Fire chief Sergeant Xavier Gourmelon told the Daily Mail that when he arrived on the scene in August 1997, Diana was still "moving and talking", reports the New York Post.
He recalled that she turned to him and said, "Oh my God, what's happened?"
"I could understand that, so I tried to calm her," Gourmelon recalled. "I held her hand."
The fire chief had given statements to police in the past, but had never spoken to the press until now.
The Post reports that the impact of the crash into an underpass, said to have been at around 105km/h, had already immediately killed Diana's boyfriend Dodi Fayed as well as the car's driver Henri Paul.
Gourmelon, who at first had no idea who Diana was, recalled that she seemed physically fine apart from a shoulder injury.
It was only after he helped her into an ambulance that he discovered who she was from a captain on the scene. He told the outlet, "He tells me who she is and then yes, I recognise her, but in the moment I didn't."
And the same was true for the very first person to help Diana. Off-duty doctor Frederic Mailliez came across the scene while on his way home from a party.
Mailliez said "two were already apparently dead" and that two others, Diana and her bodyguard, were "severely injured but still alive".
He rushed to help Diana, who was "sitting on the floor in the back" of the car.

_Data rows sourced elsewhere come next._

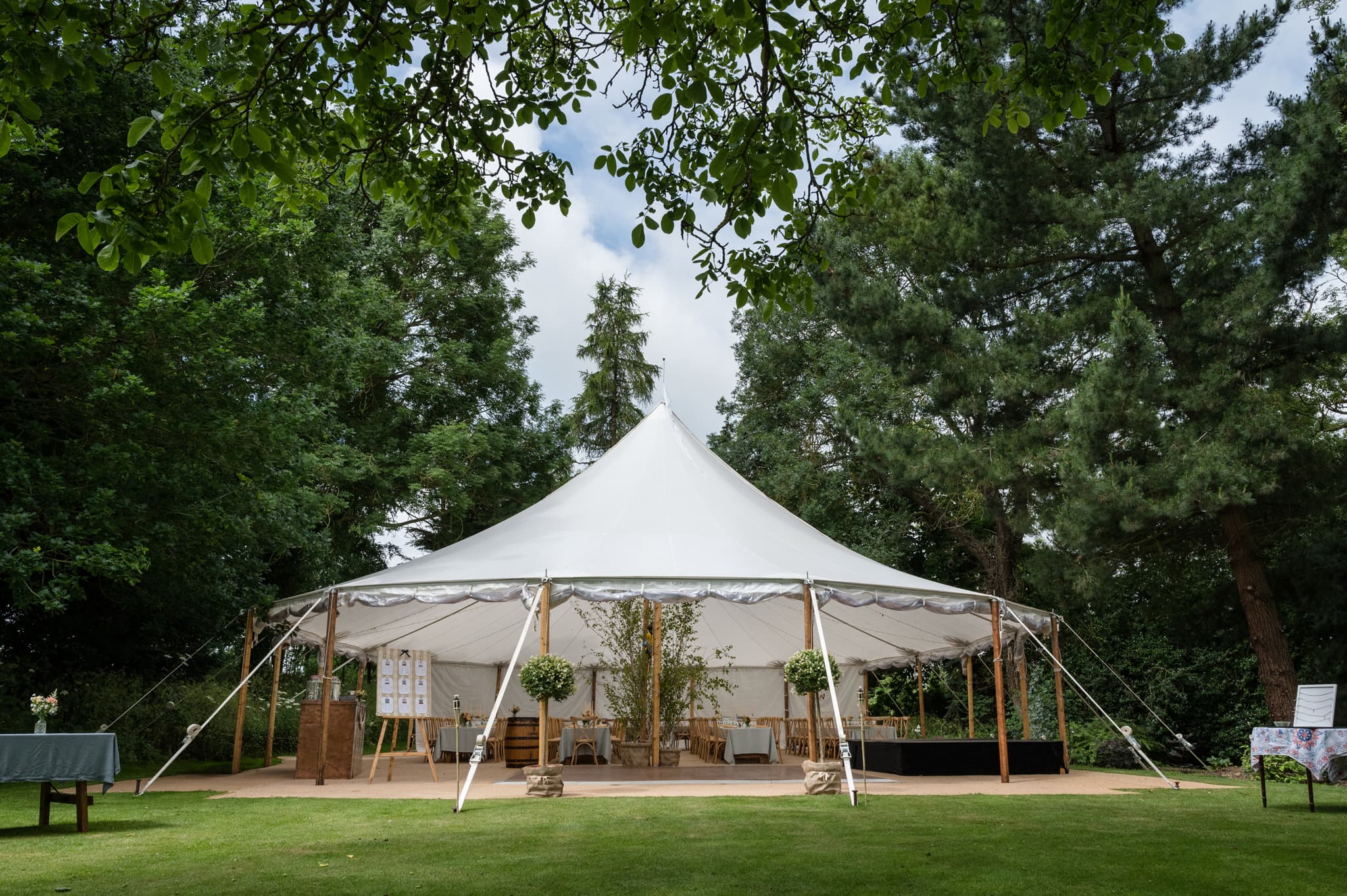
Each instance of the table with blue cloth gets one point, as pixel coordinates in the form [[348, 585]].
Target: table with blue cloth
[[57, 758]]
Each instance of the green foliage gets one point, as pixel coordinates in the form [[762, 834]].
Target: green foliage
[[625, 637], [547, 677], [186, 442], [1279, 768], [736, 101], [806, 673], [609, 402]]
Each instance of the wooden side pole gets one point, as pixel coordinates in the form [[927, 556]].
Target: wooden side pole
[[243, 697], [808, 699], [545, 634], [920, 699], [1001, 692], [329, 646], [1024, 693], [276, 661], [1062, 707], [655, 688], [970, 695]]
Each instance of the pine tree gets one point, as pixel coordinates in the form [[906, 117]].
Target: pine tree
[[1190, 406], [610, 400]]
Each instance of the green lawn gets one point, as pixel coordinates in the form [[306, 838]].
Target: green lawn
[[1146, 843]]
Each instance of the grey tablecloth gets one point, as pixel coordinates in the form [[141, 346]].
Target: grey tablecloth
[[60, 758], [466, 739], [602, 740], [748, 740]]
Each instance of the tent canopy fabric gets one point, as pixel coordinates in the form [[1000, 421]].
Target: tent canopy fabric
[[662, 517]]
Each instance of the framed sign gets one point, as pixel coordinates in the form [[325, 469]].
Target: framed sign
[[403, 682], [1315, 705]]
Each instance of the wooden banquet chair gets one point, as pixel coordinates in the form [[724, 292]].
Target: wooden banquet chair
[[583, 736]]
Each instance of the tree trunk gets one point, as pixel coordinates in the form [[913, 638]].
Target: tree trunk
[[1275, 667]]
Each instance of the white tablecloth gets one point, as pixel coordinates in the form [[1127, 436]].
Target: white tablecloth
[[602, 740], [748, 740]]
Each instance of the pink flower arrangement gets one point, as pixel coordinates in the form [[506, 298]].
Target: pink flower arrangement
[[43, 707]]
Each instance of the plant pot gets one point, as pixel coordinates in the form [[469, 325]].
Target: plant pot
[[823, 778], [636, 754], [543, 781]]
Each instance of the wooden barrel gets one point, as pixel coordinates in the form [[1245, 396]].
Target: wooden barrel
[[522, 742]]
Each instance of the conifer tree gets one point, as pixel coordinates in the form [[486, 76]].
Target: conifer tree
[[992, 279], [612, 394]]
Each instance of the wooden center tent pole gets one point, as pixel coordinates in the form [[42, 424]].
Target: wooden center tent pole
[[1062, 708], [276, 661], [329, 646], [808, 699], [920, 697], [1001, 695], [545, 634], [243, 697], [1024, 692], [969, 665], [655, 686]]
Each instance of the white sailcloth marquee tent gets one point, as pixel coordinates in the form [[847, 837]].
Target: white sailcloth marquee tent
[[658, 517], [664, 518]]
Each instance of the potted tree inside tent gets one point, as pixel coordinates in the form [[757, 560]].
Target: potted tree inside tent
[[806, 673], [546, 678]]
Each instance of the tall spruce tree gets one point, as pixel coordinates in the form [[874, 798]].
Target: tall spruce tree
[[1190, 406], [610, 400]]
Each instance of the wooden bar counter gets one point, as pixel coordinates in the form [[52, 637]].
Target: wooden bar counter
[[345, 739]]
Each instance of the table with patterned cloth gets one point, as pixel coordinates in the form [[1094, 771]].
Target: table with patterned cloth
[[602, 743], [1315, 748], [740, 742], [445, 739], [55, 758]]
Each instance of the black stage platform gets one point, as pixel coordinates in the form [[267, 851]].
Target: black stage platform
[[957, 757]]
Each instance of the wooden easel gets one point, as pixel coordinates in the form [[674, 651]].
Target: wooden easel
[[392, 747]]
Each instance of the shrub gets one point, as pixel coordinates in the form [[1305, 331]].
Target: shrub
[[804, 671], [547, 677]]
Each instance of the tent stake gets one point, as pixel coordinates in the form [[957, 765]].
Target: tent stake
[[328, 688], [243, 697], [1002, 749], [969, 665], [844, 748], [542, 596], [1062, 707], [276, 661]]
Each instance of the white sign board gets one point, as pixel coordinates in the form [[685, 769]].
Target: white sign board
[[1315, 705]]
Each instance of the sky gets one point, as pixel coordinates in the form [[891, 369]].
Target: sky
[[693, 334]]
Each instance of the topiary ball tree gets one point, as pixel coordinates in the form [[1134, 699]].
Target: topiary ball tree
[[804, 671], [547, 677]]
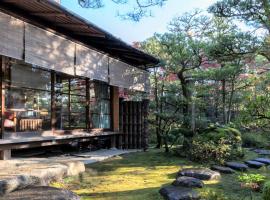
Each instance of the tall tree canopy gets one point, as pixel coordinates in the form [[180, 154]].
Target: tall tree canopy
[[254, 13], [140, 8]]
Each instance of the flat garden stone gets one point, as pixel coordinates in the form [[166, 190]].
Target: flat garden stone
[[237, 166], [254, 164], [200, 173], [190, 182], [263, 160], [221, 169], [178, 193], [262, 151], [41, 193]]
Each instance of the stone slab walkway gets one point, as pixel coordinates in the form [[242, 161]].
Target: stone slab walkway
[[19, 173]]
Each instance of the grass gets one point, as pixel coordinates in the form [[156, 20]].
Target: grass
[[138, 176]]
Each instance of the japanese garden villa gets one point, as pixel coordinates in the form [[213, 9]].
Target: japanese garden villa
[[65, 80]]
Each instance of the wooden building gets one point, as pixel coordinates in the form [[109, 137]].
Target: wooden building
[[64, 79]]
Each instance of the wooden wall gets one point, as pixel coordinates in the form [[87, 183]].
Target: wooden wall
[[133, 124], [46, 49]]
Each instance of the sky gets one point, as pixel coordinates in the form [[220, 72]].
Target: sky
[[130, 31]]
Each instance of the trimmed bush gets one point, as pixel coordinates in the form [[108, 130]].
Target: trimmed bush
[[266, 191], [217, 144], [254, 140]]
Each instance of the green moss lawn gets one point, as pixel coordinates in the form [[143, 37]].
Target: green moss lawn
[[139, 176]]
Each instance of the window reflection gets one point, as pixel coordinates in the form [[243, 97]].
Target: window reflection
[[70, 102], [27, 98], [100, 105]]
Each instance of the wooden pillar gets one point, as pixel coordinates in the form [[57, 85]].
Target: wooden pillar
[[130, 142], [2, 91], [5, 154], [115, 109], [121, 124], [87, 106], [53, 102], [145, 107], [69, 103], [126, 113], [135, 133], [114, 113], [140, 124]]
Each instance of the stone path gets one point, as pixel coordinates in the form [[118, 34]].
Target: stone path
[[19, 173], [187, 179]]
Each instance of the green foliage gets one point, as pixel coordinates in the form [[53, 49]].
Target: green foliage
[[252, 181], [253, 139], [251, 178], [212, 195], [266, 191], [217, 144]]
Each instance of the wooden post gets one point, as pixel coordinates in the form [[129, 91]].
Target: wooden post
[[87, 106], [53, 102], [130, 143], [126, 113], [69, 103], [121, 123], [135, 133], [140, 125], [145, 107], [114, 113], [115, 108], [4, 154], [2, 91]]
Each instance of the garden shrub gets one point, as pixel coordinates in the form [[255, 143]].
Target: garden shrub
[[254, 140], [252, 181], [266, 191], [216, 144]]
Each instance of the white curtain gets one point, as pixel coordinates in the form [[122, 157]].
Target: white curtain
[[126, 76], [91, 64], [11, 36], [48, 50]]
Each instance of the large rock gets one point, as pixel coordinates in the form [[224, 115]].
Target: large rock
[[262, 151], [41, 193], [190, 182], [263, 160], [178, 193], [237, 166], [254, 164], [200, 173], [221, 169]]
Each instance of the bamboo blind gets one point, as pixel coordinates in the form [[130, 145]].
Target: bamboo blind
[[126, 76], [48, 50], [91, 64], [12, 36]]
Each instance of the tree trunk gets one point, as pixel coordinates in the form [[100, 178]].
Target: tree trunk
[[186, 101], [224, 101], [230, 102], [158, 121]]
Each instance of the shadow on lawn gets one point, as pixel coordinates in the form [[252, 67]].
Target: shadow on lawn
[[146, 193], [149, 160]]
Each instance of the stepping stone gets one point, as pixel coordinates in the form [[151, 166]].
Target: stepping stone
[[263, 160], [178, 193], [254, 164], [262, 151], [221, 169], [237, 166], [200, 173], [190, 182], [41, 193]]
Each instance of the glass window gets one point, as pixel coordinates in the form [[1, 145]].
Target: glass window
[[27, 98], [100, 105], [70, 102]]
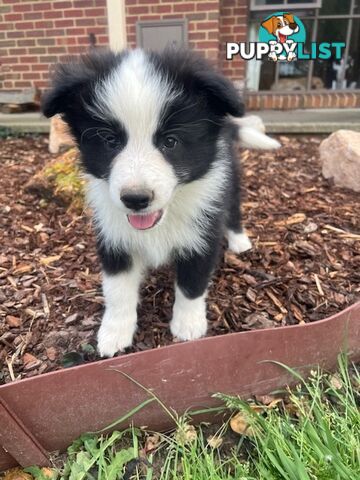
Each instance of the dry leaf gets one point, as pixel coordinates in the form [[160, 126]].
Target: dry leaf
[[16, 474], [152, 442], [240, 424], [215, 441], [49, 260], [12, 321], [186, 434]]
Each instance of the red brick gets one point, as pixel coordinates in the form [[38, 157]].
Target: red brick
[[64, 23], [153, 17], [85, 22], [138, 10], [12, 17], [96, 30], [22, 84], [66, 41], [41, 6], [10, 60], [17, 51], [161, 8], [44, 24], [54, 32], [15, 34], [38, 67], [20, 68], [197, 36], [95, 12], [206, 6], [37, 50], [207, 26], [207, 44], [62, 5], [33, 16], [75, 31], [35, 33], [85, 3], [46, 41], [53, 14], [73, 13], [184, 7], [6, 26], [26, 43], [24, 7], [56, 50], [31, 76], [28, 59], [24, 25]]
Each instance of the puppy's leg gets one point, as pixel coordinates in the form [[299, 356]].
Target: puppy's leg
[[189, 311], [238, 241], [121, 279]]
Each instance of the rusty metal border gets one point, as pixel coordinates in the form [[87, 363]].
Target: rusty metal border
[[46, 413]]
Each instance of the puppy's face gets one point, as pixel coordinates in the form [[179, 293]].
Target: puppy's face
[[144, 123]]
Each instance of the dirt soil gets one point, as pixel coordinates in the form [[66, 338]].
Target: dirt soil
[[304, 265]]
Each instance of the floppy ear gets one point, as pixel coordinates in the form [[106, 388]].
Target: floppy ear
[[69, 80], [269, 24], [220, 92], [289, 17]]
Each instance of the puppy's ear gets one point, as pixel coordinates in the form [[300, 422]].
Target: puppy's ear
[[70, 79], [221, 93], [289, 17], [269, 25]]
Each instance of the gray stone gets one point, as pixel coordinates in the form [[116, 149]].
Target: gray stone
[[340, 157]]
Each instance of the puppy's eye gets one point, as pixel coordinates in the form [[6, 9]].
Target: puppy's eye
[[170, 143], [110, 139]]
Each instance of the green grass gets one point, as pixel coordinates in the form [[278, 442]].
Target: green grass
[[312, 433]]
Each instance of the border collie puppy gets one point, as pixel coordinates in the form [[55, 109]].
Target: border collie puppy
[[156, 144]]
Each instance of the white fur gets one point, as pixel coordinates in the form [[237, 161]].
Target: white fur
[[189, 317], [181, 226], [119, 321], [238, 242]]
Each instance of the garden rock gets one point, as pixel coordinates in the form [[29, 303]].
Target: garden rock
[[340, 157]]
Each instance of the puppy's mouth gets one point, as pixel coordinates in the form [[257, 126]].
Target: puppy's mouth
[[144, 221]]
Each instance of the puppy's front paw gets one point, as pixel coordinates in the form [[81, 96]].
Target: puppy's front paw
[[188, 326], [115, 335], [238, 242]]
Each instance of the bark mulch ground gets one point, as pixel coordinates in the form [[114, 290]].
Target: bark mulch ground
[[304, 265]]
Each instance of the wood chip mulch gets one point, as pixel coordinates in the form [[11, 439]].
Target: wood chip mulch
[[304, 266]]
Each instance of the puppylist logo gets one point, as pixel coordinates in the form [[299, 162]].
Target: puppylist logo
[[282, 37]]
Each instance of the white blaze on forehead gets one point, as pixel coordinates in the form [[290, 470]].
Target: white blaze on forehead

"I discovered then she was a most beautiful woman and she didn't have any [serious] injuries to her face. She was not bleeding [then] but she was almost unconscious and was having difficulty breathing ... She looked fine for the first minutes," he said.
"So I began to speak English to her, saying that I was a doctor and that the ambulance was on its way and everything is going to be all right."
Mailliez left when emergency services arrived. "I left the scene without knowing who I had been treating."
When the hospital's duty chaplain Father Yves-Marie Clochard-Bossuet was called to attend, he was so shocked he hung up the phone repeatedly, thinking it was a prank.
But he finally came to the scene, recalling he saw Diana covered by a sheet after being pronounced dead.
The chaplain instantly thought of Diana's two sons Princes Harry and William.
"They are going to have to wake them up and tell them, 'It's over' … It is the worst thing," he recalled.